Neuwahl und Wahlgesetz in Italien: Wählen nach deutschem Vorbild
Im Herbst wollen alle Parteien des Landes sich an der Urne messen lassen. Dazu haben sie in seltener Einmütigkeit ein Wahlgesetz beschlossen.
Matteo Renzis Partito Democratico (PD), Silvio Berlusconis Forza Italia, Beppe Grillos Movimento5Stelle (M5S), aber auch die fremdenfeindliche Lega Nord unter Matteo Salvini einigten sich in den letzten Tagen auf die Wahlrechtsreform. Diese sieht ein System vor, das an das deutsche Wahlrecht angelehnt ist. Die Hälfte der Sitze im Abgeordnetenhaus und im Senat soll in den Wahlkreisen, die andere Hälfte über Listen der Parteien vergeben werden. Außerdem soll auch die Fünfprozenthürde gelten, um der Zersplitterung des Parteiensystems Einhalt zu gebieten.
Es gibt allerdings auch klare Unterschiede zum deutschen Modell. So ist die Unterscheidung in Erst- und Zweitstimme nicht vorgesehen. Wer zum Beispiel in Rom-Ost den Wahlkreiskandidaten der Fünf Sterne wählt, hat damit auch automatisch für die M5S-Liste votiert. Und so kann keine Regelung zu Überhang- und Ausgleichsmandaten eingeführt werden. In Italien steht in der Verfassung, dass die beiden Häuser des Parlaments aus 630 Abgeordneten und 315 Senatoren bestehen.
Für eine – zur Schaffung von Ausgleichsmandaten nötige – Verfassungsänderung fehlt die Zeit, da alle größeren Parteien so schnell wie möglich an die Urnen wollen. Eilig hat es vorneweg Exministerpräsident Matteo Renzi, der in Urwahlen als Chef der gemäßigt linken PD bestätigt wurde.

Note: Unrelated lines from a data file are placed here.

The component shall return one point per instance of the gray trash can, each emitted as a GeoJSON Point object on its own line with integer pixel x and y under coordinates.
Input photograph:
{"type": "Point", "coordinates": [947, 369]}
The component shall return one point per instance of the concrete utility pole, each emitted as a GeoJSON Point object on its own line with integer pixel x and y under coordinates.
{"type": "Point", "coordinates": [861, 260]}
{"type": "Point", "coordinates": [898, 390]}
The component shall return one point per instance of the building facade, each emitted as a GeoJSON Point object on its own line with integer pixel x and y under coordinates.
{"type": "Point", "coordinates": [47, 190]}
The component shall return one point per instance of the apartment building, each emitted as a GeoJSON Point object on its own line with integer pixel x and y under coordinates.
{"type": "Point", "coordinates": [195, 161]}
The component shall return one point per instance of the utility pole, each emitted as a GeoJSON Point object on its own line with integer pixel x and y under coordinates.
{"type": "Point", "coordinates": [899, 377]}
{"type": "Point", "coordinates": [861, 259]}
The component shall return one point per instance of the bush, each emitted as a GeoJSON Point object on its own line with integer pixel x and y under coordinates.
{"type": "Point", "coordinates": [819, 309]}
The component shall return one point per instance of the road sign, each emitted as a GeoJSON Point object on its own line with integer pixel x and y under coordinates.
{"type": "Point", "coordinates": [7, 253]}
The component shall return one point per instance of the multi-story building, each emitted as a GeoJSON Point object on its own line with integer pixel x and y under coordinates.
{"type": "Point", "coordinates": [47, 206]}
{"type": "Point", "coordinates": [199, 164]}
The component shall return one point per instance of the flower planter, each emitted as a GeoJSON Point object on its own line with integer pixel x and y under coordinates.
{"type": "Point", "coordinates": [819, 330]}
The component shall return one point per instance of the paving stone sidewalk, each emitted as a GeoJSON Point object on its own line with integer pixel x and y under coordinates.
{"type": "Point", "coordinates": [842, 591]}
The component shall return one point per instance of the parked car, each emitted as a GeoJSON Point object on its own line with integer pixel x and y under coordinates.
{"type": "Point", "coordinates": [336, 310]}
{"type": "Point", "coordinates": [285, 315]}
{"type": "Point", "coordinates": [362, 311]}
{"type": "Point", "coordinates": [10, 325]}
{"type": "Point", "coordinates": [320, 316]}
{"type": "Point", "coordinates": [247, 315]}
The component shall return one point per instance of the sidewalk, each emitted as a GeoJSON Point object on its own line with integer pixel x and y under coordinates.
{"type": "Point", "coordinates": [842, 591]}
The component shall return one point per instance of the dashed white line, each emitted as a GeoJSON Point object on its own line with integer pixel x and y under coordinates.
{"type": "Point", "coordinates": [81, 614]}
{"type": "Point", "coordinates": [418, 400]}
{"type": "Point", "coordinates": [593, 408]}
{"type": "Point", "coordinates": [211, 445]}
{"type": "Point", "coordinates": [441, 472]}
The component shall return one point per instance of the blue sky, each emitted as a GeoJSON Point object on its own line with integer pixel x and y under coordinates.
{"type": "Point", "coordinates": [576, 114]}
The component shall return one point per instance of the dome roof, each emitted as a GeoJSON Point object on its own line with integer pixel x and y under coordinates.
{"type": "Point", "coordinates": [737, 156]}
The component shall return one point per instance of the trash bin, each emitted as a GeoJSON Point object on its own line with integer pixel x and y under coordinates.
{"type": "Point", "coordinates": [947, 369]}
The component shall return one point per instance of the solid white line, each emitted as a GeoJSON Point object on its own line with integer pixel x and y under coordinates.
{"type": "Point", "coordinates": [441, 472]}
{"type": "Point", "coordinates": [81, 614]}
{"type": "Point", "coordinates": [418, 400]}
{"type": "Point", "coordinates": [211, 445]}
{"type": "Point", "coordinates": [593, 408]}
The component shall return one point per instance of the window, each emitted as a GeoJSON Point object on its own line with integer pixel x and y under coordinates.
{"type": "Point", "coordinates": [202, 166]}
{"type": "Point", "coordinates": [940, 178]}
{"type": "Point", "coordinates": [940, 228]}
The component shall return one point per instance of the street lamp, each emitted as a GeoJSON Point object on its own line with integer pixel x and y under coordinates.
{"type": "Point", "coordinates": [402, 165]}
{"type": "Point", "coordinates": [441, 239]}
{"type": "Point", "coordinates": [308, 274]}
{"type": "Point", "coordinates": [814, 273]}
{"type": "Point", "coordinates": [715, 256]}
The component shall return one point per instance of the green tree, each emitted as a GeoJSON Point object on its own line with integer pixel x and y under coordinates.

Renzi hatte 2016 zurücktreten müssen, weil seine Verfassungsreform von 60 Prozent der Wähler verworfen worden war. Seitdem strebte er ein schnelles Comeback an. Nicht zuletzt ist seine Sorge, dass der im Herbst zur Verabschiedung anstehende Staatshaushalt 2018 mit seinen vielen sozialen Härten die Wahlchancen der PD trüben könnte. Gegenwärtig liegt die PD in den Meinungsumfragen bei 27 bis 30 Prozent.
Berlusconi is back
In vielen Umfragen gleichauf, in manchen dagegen auch vor der PD finden sich Beppe Grillos Fünf Sterne. Angesichts ihrer Stärke drängten sie schon seit Dezember auf Neuwahlen. Skeptisch war dagegen bisher Berlusconi, dessen FI nur noch für 12 bis 13 Prozent gut ist. Doch das sich jetzt abzeichnende Proporzsystem kommt ihm entgegen: Berlusconi träumt von einer Koalition an der Seite Renzis, und ausgerechnet jener Mann, der noch im Jahr 2014 als erledigt galt, wegen seiner Skandale und seiner Vorstrafe, wäre dann wieder ein zentraler Spieler in der italienischen Politik.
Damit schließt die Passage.